In many ways, this book functions as a genealogy of intellectual history and a critique of modern culture, in much the same way as books like Alasdair McIntyre’s After Virtue or David Wells’s No Place for Truth do. But in his critique the point on which Allison takes his stand is the Reformation doctrine of justification, the formal cause of which is the righteousness of Christ imputed or “worded” (logidzomai) to us. It is this transcendent act that stands in contrast to both ancient and modern attempts to root our justification somewhere else.

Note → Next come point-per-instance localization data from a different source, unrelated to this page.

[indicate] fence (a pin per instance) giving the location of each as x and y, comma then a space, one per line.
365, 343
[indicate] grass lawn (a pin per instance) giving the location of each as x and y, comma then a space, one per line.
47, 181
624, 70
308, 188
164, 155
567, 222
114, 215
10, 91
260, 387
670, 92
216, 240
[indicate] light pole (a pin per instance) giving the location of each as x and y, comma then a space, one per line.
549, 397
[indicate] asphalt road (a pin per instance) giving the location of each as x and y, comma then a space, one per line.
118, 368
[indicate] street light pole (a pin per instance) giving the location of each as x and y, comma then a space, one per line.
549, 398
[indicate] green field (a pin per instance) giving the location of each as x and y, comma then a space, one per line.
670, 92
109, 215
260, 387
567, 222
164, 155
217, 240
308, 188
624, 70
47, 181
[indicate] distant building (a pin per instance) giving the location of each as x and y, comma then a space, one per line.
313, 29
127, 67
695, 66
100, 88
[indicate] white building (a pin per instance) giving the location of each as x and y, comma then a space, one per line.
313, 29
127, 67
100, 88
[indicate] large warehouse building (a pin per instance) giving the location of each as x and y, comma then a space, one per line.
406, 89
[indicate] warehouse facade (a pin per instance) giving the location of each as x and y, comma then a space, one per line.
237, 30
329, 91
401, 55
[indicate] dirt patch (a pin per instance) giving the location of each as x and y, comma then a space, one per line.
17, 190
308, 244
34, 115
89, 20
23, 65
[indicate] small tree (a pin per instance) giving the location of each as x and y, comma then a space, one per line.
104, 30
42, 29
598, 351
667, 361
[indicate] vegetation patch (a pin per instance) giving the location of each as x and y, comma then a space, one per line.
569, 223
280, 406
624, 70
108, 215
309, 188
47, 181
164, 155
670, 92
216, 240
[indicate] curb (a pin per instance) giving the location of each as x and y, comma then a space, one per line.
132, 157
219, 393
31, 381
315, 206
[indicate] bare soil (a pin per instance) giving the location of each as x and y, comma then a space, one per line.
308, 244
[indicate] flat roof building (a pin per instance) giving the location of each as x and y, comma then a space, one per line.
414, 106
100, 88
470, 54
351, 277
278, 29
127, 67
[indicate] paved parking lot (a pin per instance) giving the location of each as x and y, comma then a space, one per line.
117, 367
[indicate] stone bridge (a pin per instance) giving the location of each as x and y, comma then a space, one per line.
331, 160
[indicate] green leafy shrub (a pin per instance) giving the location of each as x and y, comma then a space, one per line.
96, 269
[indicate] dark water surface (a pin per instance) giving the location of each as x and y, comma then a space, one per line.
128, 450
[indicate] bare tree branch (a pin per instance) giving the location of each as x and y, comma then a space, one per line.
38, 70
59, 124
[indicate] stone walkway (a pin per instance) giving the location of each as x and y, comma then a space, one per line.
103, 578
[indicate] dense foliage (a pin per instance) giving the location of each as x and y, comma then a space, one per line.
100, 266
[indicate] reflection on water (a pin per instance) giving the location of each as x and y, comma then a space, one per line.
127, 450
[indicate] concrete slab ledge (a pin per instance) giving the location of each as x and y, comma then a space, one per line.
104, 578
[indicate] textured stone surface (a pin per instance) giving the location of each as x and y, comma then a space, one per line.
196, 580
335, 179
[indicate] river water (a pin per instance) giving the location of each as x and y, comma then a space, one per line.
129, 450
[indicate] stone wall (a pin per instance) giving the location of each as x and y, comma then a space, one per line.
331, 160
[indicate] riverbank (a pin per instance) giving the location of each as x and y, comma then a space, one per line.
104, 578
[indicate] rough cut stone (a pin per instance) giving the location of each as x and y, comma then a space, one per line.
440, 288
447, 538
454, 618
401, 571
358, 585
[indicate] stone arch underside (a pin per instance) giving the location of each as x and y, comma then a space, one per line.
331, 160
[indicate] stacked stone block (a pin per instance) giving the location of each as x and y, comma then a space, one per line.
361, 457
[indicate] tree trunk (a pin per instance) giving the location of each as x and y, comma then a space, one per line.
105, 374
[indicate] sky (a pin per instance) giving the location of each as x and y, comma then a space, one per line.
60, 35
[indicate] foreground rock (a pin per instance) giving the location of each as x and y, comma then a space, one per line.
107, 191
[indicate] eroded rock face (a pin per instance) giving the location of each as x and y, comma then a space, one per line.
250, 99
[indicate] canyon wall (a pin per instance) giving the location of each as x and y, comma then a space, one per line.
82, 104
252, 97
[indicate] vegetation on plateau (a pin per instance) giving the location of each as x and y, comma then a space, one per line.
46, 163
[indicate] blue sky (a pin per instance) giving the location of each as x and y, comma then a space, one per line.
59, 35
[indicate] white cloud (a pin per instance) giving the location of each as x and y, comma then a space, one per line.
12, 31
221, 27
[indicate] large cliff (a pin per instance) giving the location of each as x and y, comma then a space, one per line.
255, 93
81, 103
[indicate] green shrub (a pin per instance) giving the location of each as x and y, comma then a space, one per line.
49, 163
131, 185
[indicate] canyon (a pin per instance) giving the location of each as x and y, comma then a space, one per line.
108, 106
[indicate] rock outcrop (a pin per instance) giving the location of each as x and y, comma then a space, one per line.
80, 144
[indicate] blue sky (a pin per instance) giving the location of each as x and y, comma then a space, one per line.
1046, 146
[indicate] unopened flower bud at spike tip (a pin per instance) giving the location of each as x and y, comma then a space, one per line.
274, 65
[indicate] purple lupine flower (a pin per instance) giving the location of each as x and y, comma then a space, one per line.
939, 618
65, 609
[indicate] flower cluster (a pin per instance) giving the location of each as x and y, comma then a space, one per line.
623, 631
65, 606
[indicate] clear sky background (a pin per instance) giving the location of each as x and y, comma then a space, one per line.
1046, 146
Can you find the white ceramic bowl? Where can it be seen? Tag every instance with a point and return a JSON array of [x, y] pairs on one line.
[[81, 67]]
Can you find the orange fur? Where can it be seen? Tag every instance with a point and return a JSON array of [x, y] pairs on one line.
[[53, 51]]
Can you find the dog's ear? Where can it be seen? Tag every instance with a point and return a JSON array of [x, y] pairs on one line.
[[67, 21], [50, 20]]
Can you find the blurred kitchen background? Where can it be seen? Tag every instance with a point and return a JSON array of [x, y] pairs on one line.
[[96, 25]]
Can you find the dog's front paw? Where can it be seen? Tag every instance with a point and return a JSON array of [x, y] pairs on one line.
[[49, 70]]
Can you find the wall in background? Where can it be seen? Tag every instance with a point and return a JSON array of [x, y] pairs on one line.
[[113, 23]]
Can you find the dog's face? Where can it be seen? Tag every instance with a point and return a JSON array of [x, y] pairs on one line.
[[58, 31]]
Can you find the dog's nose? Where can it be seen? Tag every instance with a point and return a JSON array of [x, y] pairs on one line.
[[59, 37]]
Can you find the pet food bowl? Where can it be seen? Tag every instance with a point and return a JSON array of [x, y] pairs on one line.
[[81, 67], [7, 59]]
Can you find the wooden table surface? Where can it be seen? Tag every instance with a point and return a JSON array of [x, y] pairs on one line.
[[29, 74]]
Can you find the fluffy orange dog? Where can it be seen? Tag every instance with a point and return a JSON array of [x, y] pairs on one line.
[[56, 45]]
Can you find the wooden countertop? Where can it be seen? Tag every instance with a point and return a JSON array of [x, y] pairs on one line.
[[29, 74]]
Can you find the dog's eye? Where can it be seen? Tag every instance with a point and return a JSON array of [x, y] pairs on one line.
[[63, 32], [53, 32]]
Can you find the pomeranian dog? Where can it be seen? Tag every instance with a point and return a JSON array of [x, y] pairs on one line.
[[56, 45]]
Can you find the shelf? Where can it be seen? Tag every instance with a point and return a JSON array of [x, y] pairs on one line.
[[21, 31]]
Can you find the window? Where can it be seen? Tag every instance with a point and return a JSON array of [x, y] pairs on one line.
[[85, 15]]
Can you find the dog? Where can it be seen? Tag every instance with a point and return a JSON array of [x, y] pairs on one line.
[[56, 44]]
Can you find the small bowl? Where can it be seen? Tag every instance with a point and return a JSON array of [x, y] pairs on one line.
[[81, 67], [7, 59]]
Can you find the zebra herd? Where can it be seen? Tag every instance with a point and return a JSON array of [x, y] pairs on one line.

The “arrogance” of the title takes two forms, modern-day versions of the yeast of the Sadducees and Pharisees. The Sadducean denial of resurrection and a transcendent judgment is equated with modern secularism, thriving after Newton in an atmosphere of materialism and (under the influence of the Enlightenment) the rejection of divine revelation as a source of knowledge. The advent of the Industrial Age brought the ability to manipulate nature on a large scale, a capacity compounded by the Digital Age. The tendency in human nature is toward radical autonomy, inimical to Christian faith; a tendency as well to discount the reality of evil and to place confidence in humanity rather than in God. This leads to idolatry, the enthronement of self, and the disintegration of both aesthetics and ethics as transcendent and objective values are displaced by the self-authenticating autonomous self.
On the other hand is modern Phariseeism, which evinces a confidence of a different sort. The book itself begins with William Temple’s description in Christianity and the Social Order of the individual at the center of his own world. Modern Pharisees attempt to maintain their own center through self-esteem rather than good works (the different and yet similar recipe of the biblical Pharisees). What both have in common is the desire to establish their own righteousness, a variation in turn on the modern Sadducean theme of confidence in humanity. Allison also offers what amounts to a lengthy excursus on the Pharisaic themes present in various Christian traditions: Anglican, Roman Catholic, and Protestant. One concludes by implication that the legalistic missteps of these traditions, deviating from a proper emphasis on the righteousness of Christ imputed to us, are in part responsible for the triumph of both the modern Phariseeism of self-esteem (directly) and the secularism of modern Sadduceeism (by way of reaction).
The antidote to both is trust in Jesus Christ and his action for us….
It is a splendid book–one of those that merits re-reading now and then. Highly recommended.